# Soda - get ahead of silent data issues

Posted by Cor on September 27, 2021

It is a topic you can not avoid when working with data: data quality. It is due to the law of bad data - there is always more of it. You have to deal with bad data.

Like Andrew Ng (co-founder of Coursera, Google Brain, deeplearning.ai, landing.ai) who recently started a data-centric AI competition. The motivation for this competition: if you want to improve the performance of your machine learning model, then focus on engineering your data set because “high-performance model architectures are widely available”.

At GoDataDriven we partnered with Soda to add a data quality tool to our data platform proposition.

Full disclosure: I develop the soda-spark package. See my bio to read more about what I do.

# Data quality 101

The essence of data quality is simple: you have assumptions about the data which you want to validate. If you do not validate your assumptions, your data product is likely to show unexpected behavior.

A common starting point is to add data tests to your data processing pipeline:

1
assert (0 <= df["percentage_column"] <= 100).all()


This is good! It is a good start to add these checks. You will see that even the most basic checks fail - in the beginning.

# Data observability

In a professional setting you are working within a team that operates within an organization. It is not just you and your pipelines. In such a setting we need a tool which makes the data tests visible. This makes it easier to:

1. update the data tests as your data models change;
2. document and share knowledge about the data models;
3. inform downstream products that rely on your data models when tests do not pass.

There are various data quality tools that help you with this, but I want to introduce you to one in specific: soda-sql.

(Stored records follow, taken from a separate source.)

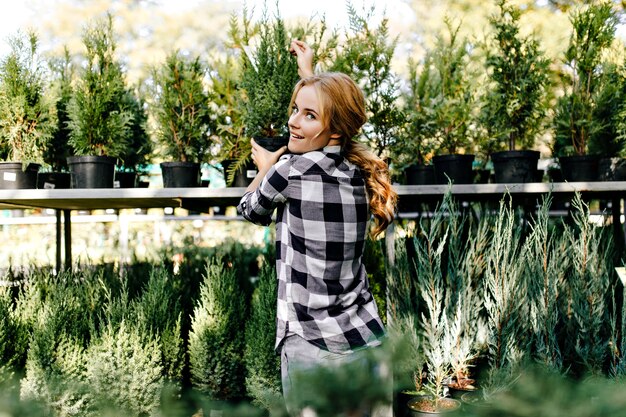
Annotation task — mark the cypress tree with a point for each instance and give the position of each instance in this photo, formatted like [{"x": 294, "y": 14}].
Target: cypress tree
[
  {"x": 216, "y": 339},
  {"x": 263, "y": 381}
]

# Get ahead of silent data issues

The problem with the example above is that we can not formulate all data tests in such a manner. For example, let’s think of a data test for the number of rows that are processed:

1. a negative row count is impossible by definition (something would be very off!);
2. most likely you want it to be non-zero;
3. and maybe it should not be too large.
1
assert 0 < df.count() <= 1_000_000_000


Ok, this is a rudimentary test, but… what if the row count of your daily processing batch suddenly drops with 90% while it was mostly stable before???